Specjalistka od nietoperzy przestrzega przed zbyt pochopnym postępowaniem z dzikimi zwierzętami. - Zawsze należy pamiętać o środkach bezpieczeństwa. Z nietoperzami powinny pracować tylko osoby zaszczepione na wściekliznę. Do ich złapania można wykorzystać koc lub inny kawałek tkaniny, ewentualnie jakieś lepsze rękawiczki. Trzeba się z nimi obchodzić delikatnie z wyczuciem. Nietoperze to delikatne stworzenia, mają cienkie kości, nieumiejętny chwyt może zrobić im krzywdę" - tłumaczyła cytowana przez portal tvn24.pl pracownica Opolskiego Centrum Leczenia i Rehabilitacji Dzikich Zwierząt "Avi".
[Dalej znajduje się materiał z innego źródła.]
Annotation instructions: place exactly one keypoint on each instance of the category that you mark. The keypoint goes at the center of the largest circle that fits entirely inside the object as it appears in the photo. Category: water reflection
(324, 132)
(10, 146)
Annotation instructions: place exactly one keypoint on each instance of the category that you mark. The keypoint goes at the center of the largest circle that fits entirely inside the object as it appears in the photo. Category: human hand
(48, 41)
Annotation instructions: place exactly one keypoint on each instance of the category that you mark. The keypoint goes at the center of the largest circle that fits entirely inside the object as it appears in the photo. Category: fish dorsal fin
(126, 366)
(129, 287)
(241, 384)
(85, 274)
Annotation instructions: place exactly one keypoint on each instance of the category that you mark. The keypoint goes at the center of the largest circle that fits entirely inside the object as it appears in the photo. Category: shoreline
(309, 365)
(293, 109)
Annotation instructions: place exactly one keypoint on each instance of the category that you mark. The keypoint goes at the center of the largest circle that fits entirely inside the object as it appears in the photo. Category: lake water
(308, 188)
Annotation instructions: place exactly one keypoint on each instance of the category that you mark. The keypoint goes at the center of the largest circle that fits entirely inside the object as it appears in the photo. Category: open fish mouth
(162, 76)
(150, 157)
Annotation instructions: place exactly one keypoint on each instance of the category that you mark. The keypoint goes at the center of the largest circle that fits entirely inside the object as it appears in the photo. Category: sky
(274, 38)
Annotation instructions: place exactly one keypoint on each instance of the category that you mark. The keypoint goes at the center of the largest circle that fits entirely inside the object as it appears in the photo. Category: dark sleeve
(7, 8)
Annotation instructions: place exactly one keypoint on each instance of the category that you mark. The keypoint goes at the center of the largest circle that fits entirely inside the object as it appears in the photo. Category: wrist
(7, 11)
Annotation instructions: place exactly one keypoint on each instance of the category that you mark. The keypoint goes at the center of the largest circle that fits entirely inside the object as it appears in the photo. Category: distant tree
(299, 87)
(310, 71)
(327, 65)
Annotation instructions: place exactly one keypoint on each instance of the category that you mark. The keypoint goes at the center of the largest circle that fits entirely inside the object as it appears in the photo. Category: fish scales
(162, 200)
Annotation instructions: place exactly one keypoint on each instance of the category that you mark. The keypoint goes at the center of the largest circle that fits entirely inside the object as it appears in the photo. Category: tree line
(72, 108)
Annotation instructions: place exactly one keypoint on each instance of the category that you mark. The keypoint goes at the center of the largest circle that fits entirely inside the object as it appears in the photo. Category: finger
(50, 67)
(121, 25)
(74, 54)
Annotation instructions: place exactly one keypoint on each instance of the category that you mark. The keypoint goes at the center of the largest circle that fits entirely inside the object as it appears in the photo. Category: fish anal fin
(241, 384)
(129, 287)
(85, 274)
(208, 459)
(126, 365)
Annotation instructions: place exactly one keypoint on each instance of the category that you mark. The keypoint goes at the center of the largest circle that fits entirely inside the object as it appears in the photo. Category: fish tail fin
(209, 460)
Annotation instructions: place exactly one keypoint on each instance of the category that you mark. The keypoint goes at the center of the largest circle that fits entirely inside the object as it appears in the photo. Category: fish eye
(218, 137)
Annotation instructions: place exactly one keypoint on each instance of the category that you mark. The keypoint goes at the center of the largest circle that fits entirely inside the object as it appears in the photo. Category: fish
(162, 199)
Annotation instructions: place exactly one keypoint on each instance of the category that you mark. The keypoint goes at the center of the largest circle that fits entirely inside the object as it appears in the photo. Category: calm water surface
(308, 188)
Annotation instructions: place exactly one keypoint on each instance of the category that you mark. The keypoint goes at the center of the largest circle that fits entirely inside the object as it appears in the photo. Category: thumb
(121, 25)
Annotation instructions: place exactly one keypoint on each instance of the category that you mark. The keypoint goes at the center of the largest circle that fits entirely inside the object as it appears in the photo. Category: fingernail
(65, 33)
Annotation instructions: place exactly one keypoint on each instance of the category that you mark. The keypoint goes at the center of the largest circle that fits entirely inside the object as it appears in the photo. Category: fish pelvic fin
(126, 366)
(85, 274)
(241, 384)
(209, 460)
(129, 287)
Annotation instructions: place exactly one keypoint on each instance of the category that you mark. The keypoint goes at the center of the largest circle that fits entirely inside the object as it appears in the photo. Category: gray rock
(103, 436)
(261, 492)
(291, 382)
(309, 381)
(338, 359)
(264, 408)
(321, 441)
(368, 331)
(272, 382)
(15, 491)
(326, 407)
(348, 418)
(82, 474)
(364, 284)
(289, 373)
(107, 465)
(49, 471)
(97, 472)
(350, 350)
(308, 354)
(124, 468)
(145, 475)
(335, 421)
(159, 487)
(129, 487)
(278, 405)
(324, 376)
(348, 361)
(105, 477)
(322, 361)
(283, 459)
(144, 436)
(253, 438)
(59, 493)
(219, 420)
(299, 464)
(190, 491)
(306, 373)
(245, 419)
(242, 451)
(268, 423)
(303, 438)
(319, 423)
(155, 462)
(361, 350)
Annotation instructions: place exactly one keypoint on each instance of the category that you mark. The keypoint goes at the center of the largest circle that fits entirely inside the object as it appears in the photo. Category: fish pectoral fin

Główny Inspektorat Weterynarii podaje, że wścieklizna jest chorobą śmiertelną, która według danych podawanych przez WHO, co roku powoduje zgon około 60 tys. osób. Wirus wścieklizny przenosi się za pośrednictwem śliny zakażonego zwierzęcia, która ma kontakt z uszkodzoną skórą lub błoną śluzową człowieka, zazwyczaj w wyniku ugryzienia. Zakażenie jest także możliwe drogą aerogenną, dospojówkową lub poprzez transplantację narządów. W Polsce najczęściej zarażenie wywołuje lis rudy.